Is there an efficient way to do it without the need of reading the whole file at initialization? Perhaps not, but what if the file is really large, let's say in the order of the RAM available? So basically I'm looking for a way to look things up efficiently in a large dictionary stored in memory.
Thanks for the answers so far, as a result I've realised I could be more specific in my question. As you've probably guessed the application is to do with text mining, in particular representing text in a form of a sparse vector (although some had other inventive ideas :)). So what is critical for usage is to be able to look strings up in the dictionary, obtain their keys as fast as possible. Initial overhead of 'reading' the dictionary file or indexing it into a database is not as important as long as the string look-up time is optimized. Again, let's assume that the dictionary size is big, comparable to the size of RAM available.
Consider ChronicleMap (https://github.com/OpenHFT/Chronicle-Map) in a non-replicated mode. It is an off-heap Java Map implementation, or, from another point of view, a superlightweight NoSQL key-value store.

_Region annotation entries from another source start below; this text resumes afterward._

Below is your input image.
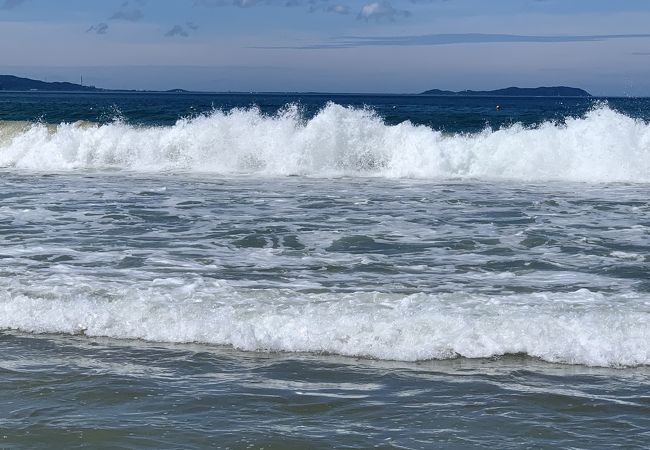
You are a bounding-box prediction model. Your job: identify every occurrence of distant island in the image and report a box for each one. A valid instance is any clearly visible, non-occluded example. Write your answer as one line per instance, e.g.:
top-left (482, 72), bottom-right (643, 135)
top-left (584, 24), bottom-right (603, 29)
top-left (0, 75), bottom-right (189, 93)
top-left (420, 86), bottom-right (591, 97)
top-left (0, 75), bottom-right (104, 92)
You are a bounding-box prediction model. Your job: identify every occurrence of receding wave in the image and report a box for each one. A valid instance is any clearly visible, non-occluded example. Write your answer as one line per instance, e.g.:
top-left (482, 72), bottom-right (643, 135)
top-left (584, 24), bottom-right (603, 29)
top-left (0, 103), bottom-right (650, 182)
top-left (0, 279), bottom-right (650, 367)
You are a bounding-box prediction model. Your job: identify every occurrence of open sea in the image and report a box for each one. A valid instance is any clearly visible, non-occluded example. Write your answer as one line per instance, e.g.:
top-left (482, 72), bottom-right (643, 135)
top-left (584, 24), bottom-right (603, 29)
top-left (0, 92), bottom-right (650, 450)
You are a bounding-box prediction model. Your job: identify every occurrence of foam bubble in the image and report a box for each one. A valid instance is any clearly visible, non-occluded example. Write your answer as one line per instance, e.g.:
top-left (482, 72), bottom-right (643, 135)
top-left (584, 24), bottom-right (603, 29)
top-left (0, 103), bottom-right (650, 182)
top-left (0, 279), bottom-right (650, 367)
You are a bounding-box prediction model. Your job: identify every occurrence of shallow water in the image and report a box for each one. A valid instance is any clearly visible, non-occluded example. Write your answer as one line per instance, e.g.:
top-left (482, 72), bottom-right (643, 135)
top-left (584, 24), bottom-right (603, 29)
top-left (0, 94), bottom-right (650, 449)
top-left (0, 333), bottom-right (650, 449)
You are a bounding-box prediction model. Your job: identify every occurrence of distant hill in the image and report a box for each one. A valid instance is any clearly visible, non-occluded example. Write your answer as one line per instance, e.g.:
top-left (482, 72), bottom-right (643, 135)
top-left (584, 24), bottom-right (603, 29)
top-left (0, 75), bottom-right (103, 92)
top-left (421, 86), bottom-right (591, 97)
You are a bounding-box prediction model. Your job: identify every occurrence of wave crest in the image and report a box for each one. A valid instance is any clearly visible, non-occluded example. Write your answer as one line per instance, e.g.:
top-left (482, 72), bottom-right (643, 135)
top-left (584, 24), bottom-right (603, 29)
top-left (0, 103), bottom-right (650, 182)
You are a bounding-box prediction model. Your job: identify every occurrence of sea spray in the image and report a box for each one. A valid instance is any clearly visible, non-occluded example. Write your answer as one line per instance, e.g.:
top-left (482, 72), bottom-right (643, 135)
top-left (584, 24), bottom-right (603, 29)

What it does useful for your task out of the box:
Persistance to disk via memory mapped files (see comment by Michał Kosmulski)
Lazy load (disk pages are loaded only on demand) -> fast startup
If your data volume is larger than available memory, operating system will unmap rarely used pages automatically.
Several JVMs can use the same map, because off-heap memory is shared on OS level. Useful if you does the processing within a map-reduce-like framework, e. g. Hadoop.
Strings are stored in UTF-8 form, -> ~50% memory savings if strings are mostly ASCII (as maaartinus noted)
int or long values takes just 4(8) bytes, like if you have primitive-specialized map implementation.
Very little per-entry memory overhead, much less than in standard HashMap and ConcurrentHashMap
Good configurable concurrency via lock striping, if you already need, or are going to parallelize text processing in future.
At the point your data structure is a few hundred MB to orders of RAM, you're better off not initializing a data structure at run-time, but rather using a database which supports indexing(which most do these days). Indexing is going to be one of the only ways you can ensure the fastest retrieval of text once you're file gets so large and you're running up against the -Xmx settings of your JVM. This is because if your file is as large, or much larger than your maximum size settings, you're inevitably going to crash your JVM.
As for having to read the whole file at initialization. You're going to have to do this eventually so that you can efficiently search and analyze the text in your code. If you know that you're only going to be searching a certain portion of your file at a time, you can implement lazy loading. If not, you might as well bite the bullet and load your entire file into the DB in the beggenning. You can implement parallelism in this process, if there are other parts of your code execution that doesn't depend on this.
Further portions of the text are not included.